A primeira menção explícita ao golpe que deu início ao governo ditatorial no Brasil é descrita pela PF no trecho em que os investigadores detalham as ações para pressionar o comandante e o Alto Comando do Exército a aderirem ao plano bolsonarista. Na ocasião, a Força era chefiada pelo general Freire Gomes e o Alto Comando – constantemente chamado de ACE nas mensagens bolsonaristas – era composto por 16 generais.

Em uma troca de mensagens do dia 16 de outubro de 2022 entre os coronéis Fabrício Bastos, que atuava no Centro de Inteligência do Exército, e Bernardo Romão Corrêa Netto, que assessorava pessoalmente o chefe do Comando Militar do Sul, os militares comparam, sem meias palavras, o momento vivido em 2022 ao cenário de 1964. A grafia das mensagens foi mantida conforme capturada pela PF.

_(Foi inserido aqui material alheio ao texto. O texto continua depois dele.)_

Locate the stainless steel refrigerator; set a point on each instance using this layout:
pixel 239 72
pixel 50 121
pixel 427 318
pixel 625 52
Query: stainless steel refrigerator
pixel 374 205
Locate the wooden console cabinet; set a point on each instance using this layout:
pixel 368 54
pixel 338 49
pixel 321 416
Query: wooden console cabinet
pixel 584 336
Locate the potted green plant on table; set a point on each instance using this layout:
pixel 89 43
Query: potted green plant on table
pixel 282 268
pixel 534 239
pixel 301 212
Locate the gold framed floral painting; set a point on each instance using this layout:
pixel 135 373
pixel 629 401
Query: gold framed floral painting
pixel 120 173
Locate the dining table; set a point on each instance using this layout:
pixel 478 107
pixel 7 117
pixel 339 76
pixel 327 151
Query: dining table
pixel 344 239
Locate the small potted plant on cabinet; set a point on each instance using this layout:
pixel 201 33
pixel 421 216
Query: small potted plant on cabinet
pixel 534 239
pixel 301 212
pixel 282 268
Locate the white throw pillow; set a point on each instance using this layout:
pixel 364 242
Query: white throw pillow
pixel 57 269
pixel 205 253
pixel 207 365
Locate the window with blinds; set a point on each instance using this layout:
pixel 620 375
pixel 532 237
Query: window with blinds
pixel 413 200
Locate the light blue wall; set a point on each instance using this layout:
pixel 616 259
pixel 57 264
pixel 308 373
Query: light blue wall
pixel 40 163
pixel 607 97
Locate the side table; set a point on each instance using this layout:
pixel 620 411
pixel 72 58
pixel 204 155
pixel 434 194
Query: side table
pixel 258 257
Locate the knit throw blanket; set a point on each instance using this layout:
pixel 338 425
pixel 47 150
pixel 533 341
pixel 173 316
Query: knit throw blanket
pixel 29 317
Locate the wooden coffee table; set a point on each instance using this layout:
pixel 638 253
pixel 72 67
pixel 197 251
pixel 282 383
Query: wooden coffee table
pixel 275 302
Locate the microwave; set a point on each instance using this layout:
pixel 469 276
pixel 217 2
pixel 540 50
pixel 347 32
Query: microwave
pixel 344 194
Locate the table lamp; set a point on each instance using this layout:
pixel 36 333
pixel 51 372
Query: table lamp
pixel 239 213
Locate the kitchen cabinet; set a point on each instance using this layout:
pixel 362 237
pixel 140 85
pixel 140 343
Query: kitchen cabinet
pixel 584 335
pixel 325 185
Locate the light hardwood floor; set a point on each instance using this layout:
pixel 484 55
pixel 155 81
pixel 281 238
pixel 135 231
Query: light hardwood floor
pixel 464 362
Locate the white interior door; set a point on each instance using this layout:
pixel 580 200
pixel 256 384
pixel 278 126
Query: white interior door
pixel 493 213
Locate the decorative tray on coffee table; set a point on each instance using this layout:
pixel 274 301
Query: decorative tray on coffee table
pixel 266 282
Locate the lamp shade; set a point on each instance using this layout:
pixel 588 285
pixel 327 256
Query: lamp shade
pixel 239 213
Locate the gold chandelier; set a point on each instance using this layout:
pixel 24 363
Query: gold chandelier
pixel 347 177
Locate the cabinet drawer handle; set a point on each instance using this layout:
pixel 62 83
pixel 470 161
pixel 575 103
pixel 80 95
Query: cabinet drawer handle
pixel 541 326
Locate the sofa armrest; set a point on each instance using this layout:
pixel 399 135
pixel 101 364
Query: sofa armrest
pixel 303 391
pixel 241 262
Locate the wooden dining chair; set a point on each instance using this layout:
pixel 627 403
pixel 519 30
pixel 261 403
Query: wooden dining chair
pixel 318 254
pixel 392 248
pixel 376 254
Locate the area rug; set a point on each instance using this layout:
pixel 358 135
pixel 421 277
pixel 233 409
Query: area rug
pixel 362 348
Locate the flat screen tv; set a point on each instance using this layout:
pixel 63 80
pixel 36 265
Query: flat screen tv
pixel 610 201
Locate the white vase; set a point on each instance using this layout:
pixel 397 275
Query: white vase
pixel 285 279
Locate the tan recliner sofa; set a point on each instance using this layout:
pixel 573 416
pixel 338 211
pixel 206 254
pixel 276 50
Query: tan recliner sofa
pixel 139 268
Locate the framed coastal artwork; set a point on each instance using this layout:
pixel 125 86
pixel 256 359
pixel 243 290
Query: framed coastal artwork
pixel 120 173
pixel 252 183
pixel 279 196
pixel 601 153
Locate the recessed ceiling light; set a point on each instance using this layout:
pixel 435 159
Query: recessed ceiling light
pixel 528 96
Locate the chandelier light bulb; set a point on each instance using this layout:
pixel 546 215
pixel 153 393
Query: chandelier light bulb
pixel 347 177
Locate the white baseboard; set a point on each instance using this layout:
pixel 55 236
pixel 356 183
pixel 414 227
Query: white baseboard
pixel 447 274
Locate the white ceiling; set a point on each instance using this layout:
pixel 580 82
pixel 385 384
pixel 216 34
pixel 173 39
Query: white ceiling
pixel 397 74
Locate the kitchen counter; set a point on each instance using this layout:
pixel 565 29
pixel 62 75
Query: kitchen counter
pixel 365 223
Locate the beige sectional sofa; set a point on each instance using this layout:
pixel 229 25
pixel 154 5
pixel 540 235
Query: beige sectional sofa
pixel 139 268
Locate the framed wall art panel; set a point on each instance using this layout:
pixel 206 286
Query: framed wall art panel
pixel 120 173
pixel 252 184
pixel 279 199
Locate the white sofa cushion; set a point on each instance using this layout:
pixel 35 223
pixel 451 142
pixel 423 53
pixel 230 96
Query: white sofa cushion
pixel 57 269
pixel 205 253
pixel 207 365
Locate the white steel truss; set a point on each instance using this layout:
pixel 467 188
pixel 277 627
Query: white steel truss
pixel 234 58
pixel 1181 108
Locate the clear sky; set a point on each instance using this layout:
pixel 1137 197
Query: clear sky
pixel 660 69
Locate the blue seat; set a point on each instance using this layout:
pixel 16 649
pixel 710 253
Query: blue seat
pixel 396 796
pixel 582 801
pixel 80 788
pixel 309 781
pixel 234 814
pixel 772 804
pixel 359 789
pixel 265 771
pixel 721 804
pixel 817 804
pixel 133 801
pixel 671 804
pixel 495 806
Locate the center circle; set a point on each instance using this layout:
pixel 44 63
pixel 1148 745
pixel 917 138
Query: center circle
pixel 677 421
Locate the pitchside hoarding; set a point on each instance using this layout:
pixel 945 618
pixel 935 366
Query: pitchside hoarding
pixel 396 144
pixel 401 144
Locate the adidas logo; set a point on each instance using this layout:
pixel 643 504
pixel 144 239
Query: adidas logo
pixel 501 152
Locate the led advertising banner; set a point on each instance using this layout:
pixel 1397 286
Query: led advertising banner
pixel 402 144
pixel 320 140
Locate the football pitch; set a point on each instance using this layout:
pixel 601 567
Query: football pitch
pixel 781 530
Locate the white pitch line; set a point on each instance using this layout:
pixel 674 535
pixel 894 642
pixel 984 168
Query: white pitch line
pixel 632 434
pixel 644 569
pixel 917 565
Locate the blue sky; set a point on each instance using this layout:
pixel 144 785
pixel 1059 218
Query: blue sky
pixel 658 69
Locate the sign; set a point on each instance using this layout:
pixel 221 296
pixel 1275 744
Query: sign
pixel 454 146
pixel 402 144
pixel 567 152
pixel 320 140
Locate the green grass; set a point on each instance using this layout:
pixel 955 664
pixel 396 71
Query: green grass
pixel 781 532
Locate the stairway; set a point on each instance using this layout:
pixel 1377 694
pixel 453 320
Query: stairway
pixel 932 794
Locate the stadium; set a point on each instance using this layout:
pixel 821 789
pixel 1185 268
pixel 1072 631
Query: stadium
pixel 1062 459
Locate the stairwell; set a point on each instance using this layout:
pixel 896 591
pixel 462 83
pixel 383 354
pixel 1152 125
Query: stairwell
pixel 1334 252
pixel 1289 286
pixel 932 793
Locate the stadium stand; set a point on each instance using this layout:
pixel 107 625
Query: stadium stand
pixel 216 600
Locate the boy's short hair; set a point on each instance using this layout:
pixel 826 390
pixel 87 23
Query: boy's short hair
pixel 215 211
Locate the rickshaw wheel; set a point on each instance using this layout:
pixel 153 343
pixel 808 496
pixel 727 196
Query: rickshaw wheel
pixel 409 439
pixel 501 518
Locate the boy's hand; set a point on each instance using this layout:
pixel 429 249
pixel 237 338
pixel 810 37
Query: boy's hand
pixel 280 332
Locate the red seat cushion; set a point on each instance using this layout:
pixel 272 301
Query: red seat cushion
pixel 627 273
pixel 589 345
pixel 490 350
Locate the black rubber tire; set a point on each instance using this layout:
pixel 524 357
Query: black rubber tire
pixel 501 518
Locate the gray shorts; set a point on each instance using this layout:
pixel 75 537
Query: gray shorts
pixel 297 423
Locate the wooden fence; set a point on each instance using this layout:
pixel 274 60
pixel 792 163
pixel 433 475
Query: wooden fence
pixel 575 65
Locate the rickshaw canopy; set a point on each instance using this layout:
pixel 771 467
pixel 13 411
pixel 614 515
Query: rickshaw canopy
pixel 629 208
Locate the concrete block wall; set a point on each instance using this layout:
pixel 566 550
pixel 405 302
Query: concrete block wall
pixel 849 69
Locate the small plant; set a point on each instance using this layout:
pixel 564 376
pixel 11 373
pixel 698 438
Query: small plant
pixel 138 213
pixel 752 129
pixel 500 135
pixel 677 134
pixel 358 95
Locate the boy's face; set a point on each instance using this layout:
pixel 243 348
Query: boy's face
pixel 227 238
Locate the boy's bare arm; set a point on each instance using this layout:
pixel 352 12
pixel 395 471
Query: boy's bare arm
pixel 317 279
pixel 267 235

“Duvido que em 64 esses esquerdistas tinham tanta liberdade de manobra quanto tem agora”, escreve o coronel Bastos após ser informado que o comandante do Exército e o Alto Comando da Força ainda não tinham aderido ao plano bolsonarista.

Em resposta, Corrêa Netto diz já ter conversado com Freire Gomes sobre o tema. “Ele [Freire Gomes] não acredita que haja uma ruptura que justifique uma intervenção”, anota o fardado. “E o ACE está alinhado”, completa, antes de dizer “estar revoltado” com a situação.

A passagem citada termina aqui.